Deutschland und die Niederlande beenden ihre Solar-Einspeisevergütungen beide am 1. Januar 2027 — zwei unabhängige Entscheidungen, die auf dasselbe Datum fallen und dieselbe Schlussfolgerung nahelegen: Speichern, nicht verkaufen.
Das deutsche Bundeskabinett hat die Abschaffung der Einspeisevergütung für neue Photovoltaikanlagen bis 25 kW mit Wirkung zum 1. Januar 2027 genehmigt. Am selben Datum tritt die seit langem angekündigte Abschaffung der Net-Metering-Regelung (Salderen) in den Niederlanden in Kraft. Für Haushalte in beiden Märkten ist die Botschaft identisch: Strom, den Sie ins Netz einspeisen, wird nicht mehr der Geldbringer sein, der er einmal war.
Dies ist in keinem der beiden Länder eine Überraschung.
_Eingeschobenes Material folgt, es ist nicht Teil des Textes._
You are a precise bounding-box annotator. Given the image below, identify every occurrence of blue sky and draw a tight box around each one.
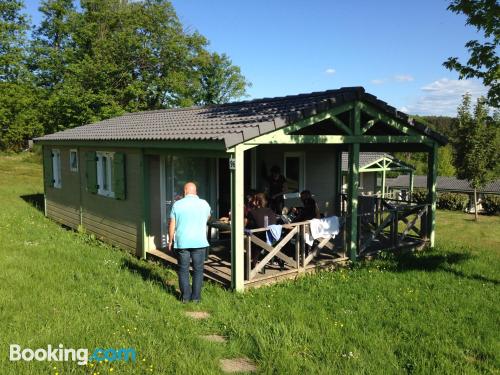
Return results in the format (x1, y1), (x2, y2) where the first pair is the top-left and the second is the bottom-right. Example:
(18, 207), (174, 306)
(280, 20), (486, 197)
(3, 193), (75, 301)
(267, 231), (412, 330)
(26, 0), (486, 115)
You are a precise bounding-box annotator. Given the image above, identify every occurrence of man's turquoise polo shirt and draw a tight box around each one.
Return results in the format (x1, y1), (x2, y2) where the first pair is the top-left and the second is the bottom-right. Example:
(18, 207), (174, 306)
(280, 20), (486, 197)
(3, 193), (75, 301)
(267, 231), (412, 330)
(170, 194), (210, 249)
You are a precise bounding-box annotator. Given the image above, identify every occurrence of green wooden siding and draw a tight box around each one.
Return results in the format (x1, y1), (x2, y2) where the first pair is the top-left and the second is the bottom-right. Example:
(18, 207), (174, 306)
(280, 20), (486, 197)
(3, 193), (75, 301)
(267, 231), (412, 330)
(85, 151), (98, 194)
(43, 146), (54, 187)
(113, 152), (126, 200)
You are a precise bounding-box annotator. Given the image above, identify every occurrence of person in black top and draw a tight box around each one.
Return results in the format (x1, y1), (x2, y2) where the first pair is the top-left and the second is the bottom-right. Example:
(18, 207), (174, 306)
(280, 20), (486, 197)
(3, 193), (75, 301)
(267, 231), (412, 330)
(246, 193), (276, 268)
(293, 190), (320, 222)
(268, 165), (287, 215)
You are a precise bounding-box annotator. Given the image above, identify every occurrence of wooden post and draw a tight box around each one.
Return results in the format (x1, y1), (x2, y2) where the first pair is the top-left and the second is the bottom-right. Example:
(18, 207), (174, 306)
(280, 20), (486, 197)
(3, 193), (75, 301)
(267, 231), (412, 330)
(335, 150), (342, 216)
(408, 171), (414, 202)
(229, 146), (245, 292)
(245, 234), (252, 280)
(382, 158), (386, 198)
(141, 149), (151, 259)
(427, 143), (438, 248)
(346, 103), (361, 261)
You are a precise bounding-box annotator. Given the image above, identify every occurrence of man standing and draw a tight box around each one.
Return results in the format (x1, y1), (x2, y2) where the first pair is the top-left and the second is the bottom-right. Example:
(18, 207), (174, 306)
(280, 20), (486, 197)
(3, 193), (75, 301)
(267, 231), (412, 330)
(168, 182), (210, 303)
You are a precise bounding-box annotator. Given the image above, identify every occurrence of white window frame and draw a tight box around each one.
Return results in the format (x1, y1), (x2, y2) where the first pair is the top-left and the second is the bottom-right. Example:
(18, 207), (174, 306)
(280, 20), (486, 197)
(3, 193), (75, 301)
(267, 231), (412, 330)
(69, 148), (78, 172)
(283, 152), (306, 193)
(51, 148), (62, 189)
(96, 151), (115, 198)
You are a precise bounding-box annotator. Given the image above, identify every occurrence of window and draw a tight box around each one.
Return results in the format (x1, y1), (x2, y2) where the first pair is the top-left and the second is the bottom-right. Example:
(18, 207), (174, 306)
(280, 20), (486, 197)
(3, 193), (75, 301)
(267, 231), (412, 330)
(52, 149), (62, 189)
(69, 150), (78, 172)
(97, 152), (115, 198)
(285, 152), (305, 192)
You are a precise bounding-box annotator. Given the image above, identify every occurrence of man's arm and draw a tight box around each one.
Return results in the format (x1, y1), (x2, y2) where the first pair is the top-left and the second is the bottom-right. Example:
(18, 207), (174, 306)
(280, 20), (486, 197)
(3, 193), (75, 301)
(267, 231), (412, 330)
(167, 218), (175, 250)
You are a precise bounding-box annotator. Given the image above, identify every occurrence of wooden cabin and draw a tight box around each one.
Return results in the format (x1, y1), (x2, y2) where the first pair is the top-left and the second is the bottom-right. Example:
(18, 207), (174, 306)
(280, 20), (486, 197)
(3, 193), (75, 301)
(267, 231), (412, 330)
(35, 87), (446, 290)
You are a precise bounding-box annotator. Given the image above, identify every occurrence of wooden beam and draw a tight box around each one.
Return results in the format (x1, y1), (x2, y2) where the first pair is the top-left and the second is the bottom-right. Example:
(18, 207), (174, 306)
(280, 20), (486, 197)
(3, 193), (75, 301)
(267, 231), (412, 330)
(427, 143), (438, 248)
(346, 143), (359, 261)
(330, 116), (352, 135)
(244, 134), (433, 147)
(360, 103), (421, 135)
(361, 120), (375, 134)
(382, 159), (387, 198)
(231, 145), (245, 292)
(408, 170), (414, 202)
(141, 150), (151, 259)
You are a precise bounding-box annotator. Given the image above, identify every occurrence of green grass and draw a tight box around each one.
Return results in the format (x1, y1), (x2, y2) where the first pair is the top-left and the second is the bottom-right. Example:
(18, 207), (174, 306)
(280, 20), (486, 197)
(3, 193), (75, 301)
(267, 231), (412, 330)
(0, 155), (500, 374)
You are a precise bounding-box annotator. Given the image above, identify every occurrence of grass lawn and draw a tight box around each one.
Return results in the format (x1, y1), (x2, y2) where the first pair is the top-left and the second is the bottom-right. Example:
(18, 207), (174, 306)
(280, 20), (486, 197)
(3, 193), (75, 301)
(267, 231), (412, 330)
(0, 155), (500, 374)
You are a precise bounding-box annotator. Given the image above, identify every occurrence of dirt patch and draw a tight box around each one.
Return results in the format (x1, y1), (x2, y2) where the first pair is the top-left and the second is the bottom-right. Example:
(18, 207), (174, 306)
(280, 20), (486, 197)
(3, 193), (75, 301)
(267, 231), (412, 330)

Die Niederlande haben das Salderen seit 2025 schrittweise abgebaut, und die deutsche Reform wird seit mehr als einem Jahr konsultiert. Neu ist, dass beide auf denselben Tag fallen — was das letzte Argument entkräftet, dass „mein Land anders ist“.
Der praktische Wandel verlagert sich von Einspeisevergütung zu Eigenverbrauch. Ein Haushalt, der derzeit eine Anlage dimensioniert, um Überschuss einzuspeisen, sollte stattdessen einen Speicher dimensionieren, um diesen Überschuss aufzufangen und abends zu nutzen, wenn Strom am teuersten ist. Die Wirtschaftlichkeit verschiebt sich von „Wie viel kann ich verkaufen?“ zu „Wie viel kann ich vermeiden zu kaufen?“
Für Käufer, die in diesem Jahr entscheiden, ist der Zeitpunkt entscheidend. Anlagen, die vor dem 1. Januar 2027 installiert und registriert werden, behalten ihre aktuellen Einspeisebedingungen (in Deutschland sind bestehende Anlagen unter 25 kW von der Abschaffung nicht rückwirkend betroffen). Das Salderen in den Niederlanden wird bereits jedes Jahr reduziert, sodass ein Aufschieben den Vorteil weiter verringert.